Objective: This study aims to develop the extraction of the marker kaempferol in the fluid extract (FE) and validate an analytical method that monitors the quality of extracts of P. pyramidalis.
Methods:The P. pyramidalis leaves were collected and then were dried to milling process. The extracts were drawn up at 20% weight: Volume (w/v) by maceration, and the extraction system used was hydroethanol solution ratio at 50:50 volume: Volume (v: v). From the hydroalcoholic extract, a method of extracting the kaempferol biomarker was developed and validated by high-performance liquid chromatography coupled with diode array detector. To validate a method, the following parameters were evaluated: Specificity, selectivity, linearity, limit of quantification (LOQ) and detection (LOD), precision, accuracy, robustness, and stability.

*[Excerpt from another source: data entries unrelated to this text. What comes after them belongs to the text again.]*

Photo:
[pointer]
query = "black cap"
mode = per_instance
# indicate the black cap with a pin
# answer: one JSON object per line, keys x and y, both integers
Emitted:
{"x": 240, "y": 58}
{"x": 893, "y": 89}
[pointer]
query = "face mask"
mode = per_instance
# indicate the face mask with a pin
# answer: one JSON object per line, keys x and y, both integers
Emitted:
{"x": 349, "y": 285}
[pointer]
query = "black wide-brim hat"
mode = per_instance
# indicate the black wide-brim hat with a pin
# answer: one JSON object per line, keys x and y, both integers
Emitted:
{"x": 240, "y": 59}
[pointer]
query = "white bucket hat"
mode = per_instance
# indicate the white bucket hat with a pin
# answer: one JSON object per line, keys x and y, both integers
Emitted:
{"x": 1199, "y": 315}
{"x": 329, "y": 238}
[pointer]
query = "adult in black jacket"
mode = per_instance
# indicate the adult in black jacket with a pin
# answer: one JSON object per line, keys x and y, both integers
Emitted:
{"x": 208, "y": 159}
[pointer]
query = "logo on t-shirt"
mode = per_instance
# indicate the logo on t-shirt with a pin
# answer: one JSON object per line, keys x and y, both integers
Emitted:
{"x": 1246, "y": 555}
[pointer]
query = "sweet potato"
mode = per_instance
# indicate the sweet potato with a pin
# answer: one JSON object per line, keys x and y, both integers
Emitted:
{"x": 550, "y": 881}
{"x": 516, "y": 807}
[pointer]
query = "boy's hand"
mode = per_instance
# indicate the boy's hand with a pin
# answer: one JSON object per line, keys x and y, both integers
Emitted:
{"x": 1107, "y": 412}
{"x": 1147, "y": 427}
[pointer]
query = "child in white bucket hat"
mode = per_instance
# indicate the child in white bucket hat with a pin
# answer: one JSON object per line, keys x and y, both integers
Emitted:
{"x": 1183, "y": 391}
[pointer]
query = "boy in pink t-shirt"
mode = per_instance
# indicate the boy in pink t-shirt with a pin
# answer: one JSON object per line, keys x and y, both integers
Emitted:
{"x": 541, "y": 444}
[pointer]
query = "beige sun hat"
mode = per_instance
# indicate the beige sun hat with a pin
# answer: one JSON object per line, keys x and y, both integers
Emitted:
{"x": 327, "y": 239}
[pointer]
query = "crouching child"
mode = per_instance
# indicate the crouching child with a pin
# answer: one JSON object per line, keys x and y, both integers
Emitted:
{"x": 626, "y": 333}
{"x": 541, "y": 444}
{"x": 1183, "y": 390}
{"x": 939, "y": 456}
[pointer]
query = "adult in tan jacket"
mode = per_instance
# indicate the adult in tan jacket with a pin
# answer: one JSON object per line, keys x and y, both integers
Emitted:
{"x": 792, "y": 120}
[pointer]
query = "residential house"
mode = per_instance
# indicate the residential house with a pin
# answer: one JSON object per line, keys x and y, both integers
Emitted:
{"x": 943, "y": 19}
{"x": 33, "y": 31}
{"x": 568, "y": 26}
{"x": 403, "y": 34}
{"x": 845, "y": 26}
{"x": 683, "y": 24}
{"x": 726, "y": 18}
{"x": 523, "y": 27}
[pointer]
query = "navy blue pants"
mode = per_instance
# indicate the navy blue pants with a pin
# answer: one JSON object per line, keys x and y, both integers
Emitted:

Results:The method developed proved to be efficient, as it allowed the analysis of the interferents free marker, with recovery above 90%, linear over the range 1.4-26.6 µg/mL, correlation coefficient R 2 =0.999, and LOD and LOQ 0.07 and 0.22 µg/mL, respectively, specificity, precision, accuracy, and robustness.
Conclusion:The extraction methodology of the kaempferol marker was successfully developed interferents free and the validated method by HPLC-DAD represents a useful tool in the quality control of P. pyramidalis herbal medicines.